MotoGP, Valentino Rossi: “Piloti Yamaha fortissimi tranne me”

Valentino Rossi occuperà la decima finestra in griglia a Brno. Il Dottore getta lo sguardo in casa Ducati: "Capita anche in Yamaha".

8 agosto 2020 - 21:55

A Valentino Rossi non gira tutto alla perfezione nelle qualifiche del GP di Brno. Nella FP3 si dimostra molto veloce e accede direttamente alla Q2, ma partirà solo 10° in griglia di partenza. L’assalto al podio si preannuncia difficile, con le alte temperature le gomme hanno lamentato un eccessivo scivolamento, ma non tutto è da buttare. “Volevamo continuare con la gomma anteriore media, ma alla fine faceva troppo caldo. Partire molto indietro sarà molto difficile, ma il mio ritmo è buono. Devo iniziare bene e provare”.

Stranezze in casa Ducati

Dopo aver cominciato con il setting di Jerez Valentino Rossi ha dovuto apportare delle modifiche. Le gomme non rispondevano come desiderato e al posteriore lamentava un eccessivo consumo. L’imprevedibilità è un ingrediente che non mancherà di certo in questo week-end di MotoGP a Brno. Basti vedere la pole ottenuta dalla Ducati di Johann Zarco, con due piloti francesi in prima fila (Fabio Quartararo). Come giudicare questa bizzarra prestazione in casa Ducati? “A volte gli ingegneri cercano di migliorare la moto e in base ai numeri la nuova moto sembra essere migliore, ma il feeling per i piloti è peggiore. È successo tante volte in Yamaha“.

Gomma Michelin promossa

Per almeno due stagioni la YZR-M1 non ha conseguito decisivi miglioramenti. Prima alle prese con i telai, poi con l’elettronica fino all’arrivo di Michele Gadda. Dalla stagione MotoGP 2019 Iwata ha compiuto un’autentica svolta dall’alto, con l’innesto di nuovi ingegneri.
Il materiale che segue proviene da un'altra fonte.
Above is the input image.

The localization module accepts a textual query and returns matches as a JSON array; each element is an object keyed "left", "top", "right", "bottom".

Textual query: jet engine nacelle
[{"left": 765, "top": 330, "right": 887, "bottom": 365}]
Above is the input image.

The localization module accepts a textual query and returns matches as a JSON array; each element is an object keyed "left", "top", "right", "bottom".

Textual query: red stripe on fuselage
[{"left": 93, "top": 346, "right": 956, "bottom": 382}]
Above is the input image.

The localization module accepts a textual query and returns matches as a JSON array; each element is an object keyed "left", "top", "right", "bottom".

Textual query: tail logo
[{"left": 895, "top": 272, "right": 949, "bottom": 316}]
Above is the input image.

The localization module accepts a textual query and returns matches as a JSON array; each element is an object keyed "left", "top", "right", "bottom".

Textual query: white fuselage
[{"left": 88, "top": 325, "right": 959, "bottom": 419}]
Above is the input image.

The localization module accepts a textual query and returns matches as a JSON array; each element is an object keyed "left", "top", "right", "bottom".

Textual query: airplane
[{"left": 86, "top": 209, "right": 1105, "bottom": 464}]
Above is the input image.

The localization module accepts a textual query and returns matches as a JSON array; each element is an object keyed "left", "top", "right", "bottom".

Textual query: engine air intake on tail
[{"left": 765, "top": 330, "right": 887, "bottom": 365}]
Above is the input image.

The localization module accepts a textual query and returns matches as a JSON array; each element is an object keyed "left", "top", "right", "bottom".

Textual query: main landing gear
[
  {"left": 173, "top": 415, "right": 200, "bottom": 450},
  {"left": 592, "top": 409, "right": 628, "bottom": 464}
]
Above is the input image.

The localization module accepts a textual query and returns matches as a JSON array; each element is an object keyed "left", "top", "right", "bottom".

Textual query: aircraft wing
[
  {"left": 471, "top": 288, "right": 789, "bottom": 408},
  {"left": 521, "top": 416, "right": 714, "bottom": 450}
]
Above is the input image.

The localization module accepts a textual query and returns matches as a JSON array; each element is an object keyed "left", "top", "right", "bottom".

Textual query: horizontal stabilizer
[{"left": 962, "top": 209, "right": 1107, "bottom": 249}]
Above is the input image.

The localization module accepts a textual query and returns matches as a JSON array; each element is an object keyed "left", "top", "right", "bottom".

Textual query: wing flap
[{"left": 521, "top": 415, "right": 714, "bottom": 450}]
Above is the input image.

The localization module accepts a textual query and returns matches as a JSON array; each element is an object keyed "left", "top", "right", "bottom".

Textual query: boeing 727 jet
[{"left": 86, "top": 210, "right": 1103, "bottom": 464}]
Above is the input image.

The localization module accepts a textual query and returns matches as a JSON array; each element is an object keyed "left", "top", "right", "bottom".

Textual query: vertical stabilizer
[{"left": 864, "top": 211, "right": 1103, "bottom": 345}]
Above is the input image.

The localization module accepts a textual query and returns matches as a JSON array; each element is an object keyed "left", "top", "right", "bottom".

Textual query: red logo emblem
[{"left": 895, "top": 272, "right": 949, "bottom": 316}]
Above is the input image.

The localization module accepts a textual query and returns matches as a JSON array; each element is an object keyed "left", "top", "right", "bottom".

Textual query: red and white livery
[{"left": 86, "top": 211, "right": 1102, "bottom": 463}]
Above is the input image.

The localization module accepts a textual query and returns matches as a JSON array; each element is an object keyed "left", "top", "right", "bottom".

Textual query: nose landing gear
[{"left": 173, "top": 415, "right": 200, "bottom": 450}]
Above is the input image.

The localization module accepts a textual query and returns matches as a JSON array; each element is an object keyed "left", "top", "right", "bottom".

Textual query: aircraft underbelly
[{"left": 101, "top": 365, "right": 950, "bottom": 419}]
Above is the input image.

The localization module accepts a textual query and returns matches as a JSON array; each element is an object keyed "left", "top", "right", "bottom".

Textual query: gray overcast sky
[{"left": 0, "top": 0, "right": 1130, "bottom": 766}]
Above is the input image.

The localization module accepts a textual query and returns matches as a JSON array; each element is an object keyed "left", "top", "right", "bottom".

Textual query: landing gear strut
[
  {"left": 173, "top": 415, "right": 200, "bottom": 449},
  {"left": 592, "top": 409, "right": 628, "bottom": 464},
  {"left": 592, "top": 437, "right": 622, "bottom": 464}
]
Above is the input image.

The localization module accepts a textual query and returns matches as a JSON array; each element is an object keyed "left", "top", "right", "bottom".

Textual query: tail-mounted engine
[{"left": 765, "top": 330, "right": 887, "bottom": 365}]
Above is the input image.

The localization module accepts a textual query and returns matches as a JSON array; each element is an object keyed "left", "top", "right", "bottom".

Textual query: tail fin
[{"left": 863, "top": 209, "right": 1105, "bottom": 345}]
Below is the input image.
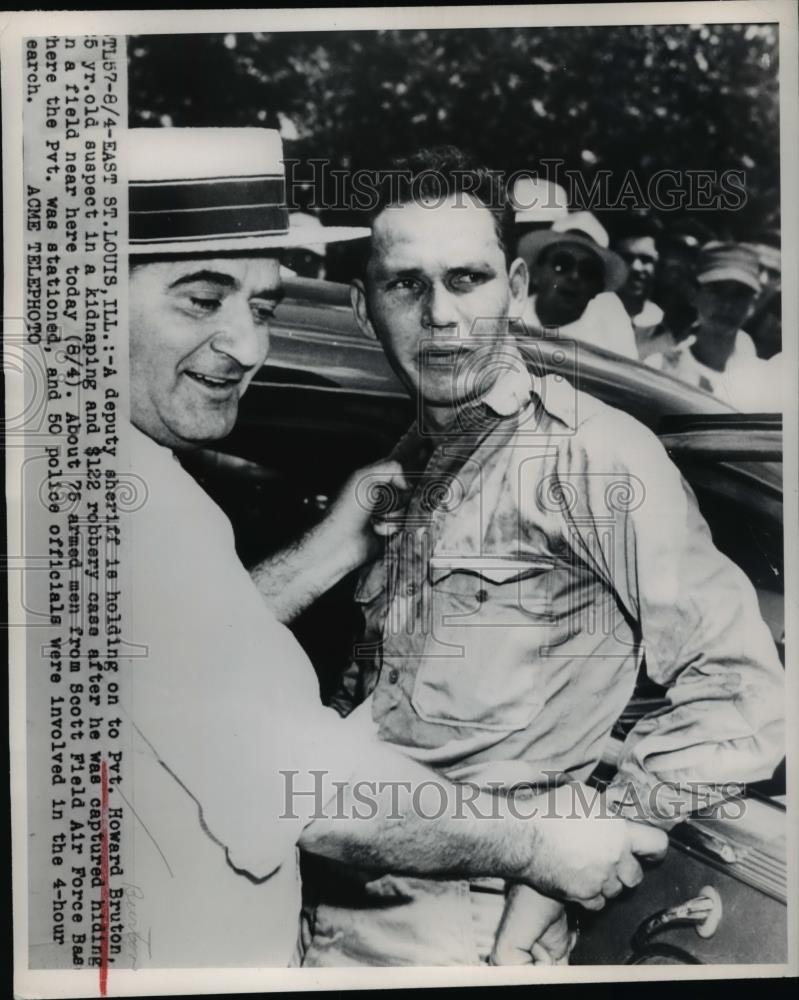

E dopo una breve querelle con le gomme Michelin Valentino Rossi chiude il capitolo. “La gomma posteriore 2020 è ‘migliore. Ma mi aspetto che sia un po’ meglio per tutti. Perché la differenza di aderenza è minore quando si guida sul fianco o nell’area di trazione. Questo rende anche più facile guidare. Dovrebbe essere un vantaggio per tutti“.

Yamaha da titolo

Alla Yamaha M1 manca ancora potenza sui rettilinei e in accelerazione, ma può sfruttare altri punti di forza. I numeri di Fabio Quartararo, Maverick Vinales e Franco Morbidelli spezzano ogni alibi. “Stiamo ancora soffrendo in termini di velocità massima – chiarisce Valentino Rossi -, ma ora la M1 è ben bilanciata. Penso anche che i piloti – a parte me – siano fortissimi, perché sono giovanissimi e si spingono a vicenda, da Quartararo a Viñales a Franco. Penso che guidino molto bene“.